Tim Rottländer ist mit seinem kreativen Experten-Team bei iq digital für die Entwicklung und Umsetzung individueller und inhaltlich getriebener Kommunikationskonzepte für Werbekunden zuständig. In unserem kurzen Interview gibt er Content Marketing als „Elefanten im Raum“  ein Gesicht und erklärt, wie er bei der Konzeption von Content Marketing-Kampagnen vorgeht.

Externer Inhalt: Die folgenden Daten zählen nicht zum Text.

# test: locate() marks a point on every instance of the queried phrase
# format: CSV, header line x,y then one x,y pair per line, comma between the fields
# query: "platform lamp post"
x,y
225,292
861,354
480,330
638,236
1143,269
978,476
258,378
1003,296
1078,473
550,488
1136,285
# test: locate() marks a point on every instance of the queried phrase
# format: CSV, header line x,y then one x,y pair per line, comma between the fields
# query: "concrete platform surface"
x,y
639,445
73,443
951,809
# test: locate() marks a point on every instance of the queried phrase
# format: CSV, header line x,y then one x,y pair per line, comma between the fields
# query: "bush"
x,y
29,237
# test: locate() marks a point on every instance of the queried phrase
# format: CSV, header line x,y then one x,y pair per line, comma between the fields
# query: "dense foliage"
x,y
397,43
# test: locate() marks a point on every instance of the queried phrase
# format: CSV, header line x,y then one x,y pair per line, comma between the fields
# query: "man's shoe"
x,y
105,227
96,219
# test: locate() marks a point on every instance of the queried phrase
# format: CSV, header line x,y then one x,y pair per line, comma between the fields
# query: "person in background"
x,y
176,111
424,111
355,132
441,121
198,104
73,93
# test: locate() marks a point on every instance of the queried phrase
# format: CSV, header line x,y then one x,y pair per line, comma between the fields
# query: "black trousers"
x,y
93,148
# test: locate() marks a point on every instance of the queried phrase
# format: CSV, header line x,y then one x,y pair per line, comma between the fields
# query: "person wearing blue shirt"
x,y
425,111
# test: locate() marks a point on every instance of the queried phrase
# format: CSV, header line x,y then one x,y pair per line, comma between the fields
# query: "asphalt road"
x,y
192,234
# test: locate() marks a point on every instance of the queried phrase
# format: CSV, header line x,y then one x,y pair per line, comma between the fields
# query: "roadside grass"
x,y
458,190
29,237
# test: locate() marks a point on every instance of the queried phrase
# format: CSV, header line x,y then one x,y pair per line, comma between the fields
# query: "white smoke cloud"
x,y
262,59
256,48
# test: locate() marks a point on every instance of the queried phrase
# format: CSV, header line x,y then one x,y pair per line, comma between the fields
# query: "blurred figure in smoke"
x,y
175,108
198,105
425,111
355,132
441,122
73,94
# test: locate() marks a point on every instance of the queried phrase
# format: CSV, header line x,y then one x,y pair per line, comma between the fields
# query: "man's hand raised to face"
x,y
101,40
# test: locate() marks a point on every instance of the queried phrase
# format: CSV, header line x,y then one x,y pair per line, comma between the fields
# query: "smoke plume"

Wie gehst du bei der Konzeption von Content Marketing-Kampagnen für eure Werbekunden vor? Was ist immer dein erster Schritt?

 

Viele denken bei Content Marketing direkt an Kanäle oder Formate, die erste Frage muss aber immer sein: Welche Story möchte ich erzählen? In diesem Schritt entwickeln wir gemeinsam mit dem Kunden genau die Geschichte, über die sich die Marke positionieren möchte. Nach einer umfassenden Analyse der Zielgruppe wissen wir dann auch, auf welchem Kanal und in welchen Formaten die Geschichte erzählt werden muss, also eine gewisse Relevanz erzeugt. Data-Kooperationen, spezifisches Targeting und laufendes Monitoring tun dann ihr Übriges. Content Marketing ist als Marketing-Begriff häufig der Elefant im Raum, aber dieser hat bisweilen viele Gesichter. Es lohnt sich also, zuerst den Need und die Ziele des Kunden genau ins Auge zu nehmen.

 

Welchen Stellenwert nimmt Native Advertising in euren Content Marketing-Strategien ein?

 

Eine Content Marketing Strategie ist in den meisten Fällen ohne Native Advertising einfach keine vollständige Strategie! Natürlich bin ich in erster Linie Fan großer inhaltlicher Ideen, aber was nützen mir diese Content-Leuchttürme, wenn sie im Meer unendlicher Kommunikation keiner sieht? Native Advertising ist die harmonische Distribution meiner Story bzw. Content-Pieces, fein austariert zwischen Reichweiten-Funktionalität und inhaltlichem Teasering.

 

Was ist der Grund dafür, wenn Content Marketing-Kampagnen nicht gut bei der Zielgruppe ankommen?

 

Entweder die Story oder die Zielgruppe. Das bringt mich schnell auf meine erste Antwort zurück: Die Story muss in der jeweiligen Zielgruppe relevant sein. Die Erfolgsgeschichten berühmter Atheisten sollten vielleicht nicht in der Kirche erzählt werden. Und um bei dem Bild zu bleiben: Wenn ich dann doch noch eine zielgruppengerechte Predigt halte, sollten die Menschen wissen, dass eine Messe stattfindet. Damit wären wir wieder bei Native Advertising angekommen und der Kreis schließt sich.